Tissue and bone regenerations are performed by clinicians to reduce periodontal pocket depth, to achieve a more favorable crown/root ratio, and to have a long-term soft tissue stability and for a proper (from a prosthetic point of view) implant placement. The available treatment options to reconstruct the tooth supporting structures include: (i) resorbable/nonresorbable barrier membrane, (ii) grafts, (iii) delivery of bioactive molecules, and (iv) different flap design that promote flap stability. Anatomical features of the defect guide the clinician in the treatment choice. Narrow and space-maintaining defects are more suitable to be treated with EMD than wide and nonspace-maintaining defects requiring membranes and filling materials for space provision and wound stabilization.
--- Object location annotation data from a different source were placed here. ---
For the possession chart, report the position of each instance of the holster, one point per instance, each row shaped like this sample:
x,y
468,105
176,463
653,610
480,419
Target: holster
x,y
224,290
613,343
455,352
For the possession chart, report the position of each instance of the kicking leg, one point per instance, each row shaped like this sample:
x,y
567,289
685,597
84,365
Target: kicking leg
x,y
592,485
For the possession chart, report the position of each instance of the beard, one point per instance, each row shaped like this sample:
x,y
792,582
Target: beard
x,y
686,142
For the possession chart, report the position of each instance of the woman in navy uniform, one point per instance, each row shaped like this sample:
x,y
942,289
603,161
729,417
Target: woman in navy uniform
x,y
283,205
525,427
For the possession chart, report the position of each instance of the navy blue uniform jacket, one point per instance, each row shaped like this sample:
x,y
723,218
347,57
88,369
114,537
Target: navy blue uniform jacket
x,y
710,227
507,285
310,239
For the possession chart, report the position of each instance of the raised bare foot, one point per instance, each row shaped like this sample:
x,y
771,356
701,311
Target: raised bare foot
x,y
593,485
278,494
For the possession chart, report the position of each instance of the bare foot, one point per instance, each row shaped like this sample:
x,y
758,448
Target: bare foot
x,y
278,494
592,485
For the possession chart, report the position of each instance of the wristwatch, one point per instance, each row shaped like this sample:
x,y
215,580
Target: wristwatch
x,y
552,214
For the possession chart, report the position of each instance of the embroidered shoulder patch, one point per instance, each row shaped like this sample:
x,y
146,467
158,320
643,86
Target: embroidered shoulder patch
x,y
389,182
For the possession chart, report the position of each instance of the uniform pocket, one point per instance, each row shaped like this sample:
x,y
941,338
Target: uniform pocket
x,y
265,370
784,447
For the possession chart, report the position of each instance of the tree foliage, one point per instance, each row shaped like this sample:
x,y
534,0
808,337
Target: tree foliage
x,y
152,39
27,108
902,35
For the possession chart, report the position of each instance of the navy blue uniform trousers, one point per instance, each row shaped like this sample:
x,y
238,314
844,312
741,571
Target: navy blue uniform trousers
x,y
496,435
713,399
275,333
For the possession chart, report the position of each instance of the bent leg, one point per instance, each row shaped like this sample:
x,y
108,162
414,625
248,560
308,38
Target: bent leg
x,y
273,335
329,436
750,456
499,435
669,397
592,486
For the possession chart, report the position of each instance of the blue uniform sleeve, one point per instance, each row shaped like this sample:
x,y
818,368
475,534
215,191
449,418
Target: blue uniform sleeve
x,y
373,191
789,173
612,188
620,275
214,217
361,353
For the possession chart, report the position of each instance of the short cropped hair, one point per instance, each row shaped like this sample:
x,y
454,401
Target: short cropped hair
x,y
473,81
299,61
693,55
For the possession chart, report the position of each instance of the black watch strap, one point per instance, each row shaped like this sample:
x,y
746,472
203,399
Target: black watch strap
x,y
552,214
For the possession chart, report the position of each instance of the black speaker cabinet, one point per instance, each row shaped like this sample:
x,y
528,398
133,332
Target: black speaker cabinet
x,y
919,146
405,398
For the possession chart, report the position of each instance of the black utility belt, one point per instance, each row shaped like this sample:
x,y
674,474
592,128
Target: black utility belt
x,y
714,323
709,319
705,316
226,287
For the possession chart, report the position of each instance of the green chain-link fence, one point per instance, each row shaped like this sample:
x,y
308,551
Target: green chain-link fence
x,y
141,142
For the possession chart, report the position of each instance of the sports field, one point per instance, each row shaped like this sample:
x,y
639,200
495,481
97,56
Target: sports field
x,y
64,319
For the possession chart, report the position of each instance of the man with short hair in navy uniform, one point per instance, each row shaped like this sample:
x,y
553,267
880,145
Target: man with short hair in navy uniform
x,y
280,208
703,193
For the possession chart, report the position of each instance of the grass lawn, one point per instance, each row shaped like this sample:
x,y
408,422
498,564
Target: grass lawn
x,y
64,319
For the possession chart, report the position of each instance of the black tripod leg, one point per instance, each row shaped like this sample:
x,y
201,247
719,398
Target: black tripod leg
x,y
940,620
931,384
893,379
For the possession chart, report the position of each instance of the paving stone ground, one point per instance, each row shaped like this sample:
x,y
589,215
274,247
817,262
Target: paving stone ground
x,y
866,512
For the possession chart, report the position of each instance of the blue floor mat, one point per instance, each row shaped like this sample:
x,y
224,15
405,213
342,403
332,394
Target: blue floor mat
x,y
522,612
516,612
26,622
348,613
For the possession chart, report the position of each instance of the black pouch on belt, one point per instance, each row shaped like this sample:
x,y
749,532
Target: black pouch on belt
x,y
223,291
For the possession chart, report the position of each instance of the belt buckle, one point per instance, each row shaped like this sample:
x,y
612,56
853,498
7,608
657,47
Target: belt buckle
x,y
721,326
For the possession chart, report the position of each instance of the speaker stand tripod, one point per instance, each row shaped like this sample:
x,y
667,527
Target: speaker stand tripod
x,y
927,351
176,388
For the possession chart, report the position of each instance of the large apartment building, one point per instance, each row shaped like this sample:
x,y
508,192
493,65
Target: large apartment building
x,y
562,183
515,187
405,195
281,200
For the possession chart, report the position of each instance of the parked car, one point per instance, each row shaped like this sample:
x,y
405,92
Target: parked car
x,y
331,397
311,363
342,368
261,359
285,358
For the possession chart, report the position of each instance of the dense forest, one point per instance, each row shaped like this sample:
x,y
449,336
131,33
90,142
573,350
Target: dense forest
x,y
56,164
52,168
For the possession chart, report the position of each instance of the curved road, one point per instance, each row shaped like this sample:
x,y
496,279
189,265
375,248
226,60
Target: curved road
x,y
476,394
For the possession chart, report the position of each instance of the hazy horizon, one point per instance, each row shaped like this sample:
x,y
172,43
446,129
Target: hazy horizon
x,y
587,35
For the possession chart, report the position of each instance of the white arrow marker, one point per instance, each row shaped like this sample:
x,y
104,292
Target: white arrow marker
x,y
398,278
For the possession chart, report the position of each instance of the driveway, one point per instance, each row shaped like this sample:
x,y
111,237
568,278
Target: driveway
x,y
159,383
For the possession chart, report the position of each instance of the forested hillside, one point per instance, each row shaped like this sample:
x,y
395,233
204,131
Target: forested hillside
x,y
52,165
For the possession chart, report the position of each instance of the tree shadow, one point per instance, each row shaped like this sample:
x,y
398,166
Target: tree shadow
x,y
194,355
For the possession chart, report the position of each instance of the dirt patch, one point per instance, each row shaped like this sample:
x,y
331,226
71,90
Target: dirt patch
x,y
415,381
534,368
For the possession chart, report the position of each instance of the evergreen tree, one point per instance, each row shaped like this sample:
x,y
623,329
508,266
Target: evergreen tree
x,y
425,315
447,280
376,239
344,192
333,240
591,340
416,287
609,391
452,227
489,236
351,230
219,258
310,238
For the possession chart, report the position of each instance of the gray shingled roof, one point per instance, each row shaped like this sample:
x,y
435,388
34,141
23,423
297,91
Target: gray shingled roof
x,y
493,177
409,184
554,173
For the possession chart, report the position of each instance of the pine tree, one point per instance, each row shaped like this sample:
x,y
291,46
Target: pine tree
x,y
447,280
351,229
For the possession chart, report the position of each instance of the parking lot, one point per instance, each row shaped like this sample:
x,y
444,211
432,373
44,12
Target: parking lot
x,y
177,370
Periodontal regeneration performed following the techniques cited above is an affordable and predictable therapy [44, 86]. Periodontal regeneration also allows to preserve aesthetics and masticatory function and may avoid need for replacement with implants [44, 86]. Patient’s features (nonsmoking, good oral hygiene, and maintenance) are crucial for tooth maintenance [86, 157].

In case of severe atrophic mandibles, several techniques were proposed including: (i) resorbable/nonresorbable barrier membrane, (ii) osteosynthesis microplates, (iii) grafts and bone blocks, (iv) growth factors (i.e., BMP-2), and (v) distraction osteogenesis. To date, it is unclear which is the best alternative for vertical and horizontal bone augmentation, complications of GBR are common, and the prognosis still largely depends on ability of the operator [61]. To overcome these disadvantages, placement of short implants (<10 mm of length) in dimensionally limited alveolar ridges may be the preferred option in the treatment of many clinical cases. The efficacy of this treatment modality has been confirmed at least in the short-term period [158].

Considering the data reported previously, tooth preservation is a preferable therapeutic option whenever possible. Advances in tissue engineering technologies are quickly changing the scenario of treatment possibilities both in periodontal and implant therapy suggesting the possibility of achieving optimal and predictable tissue regeneration even in cases that could not be treated with currently available technologies.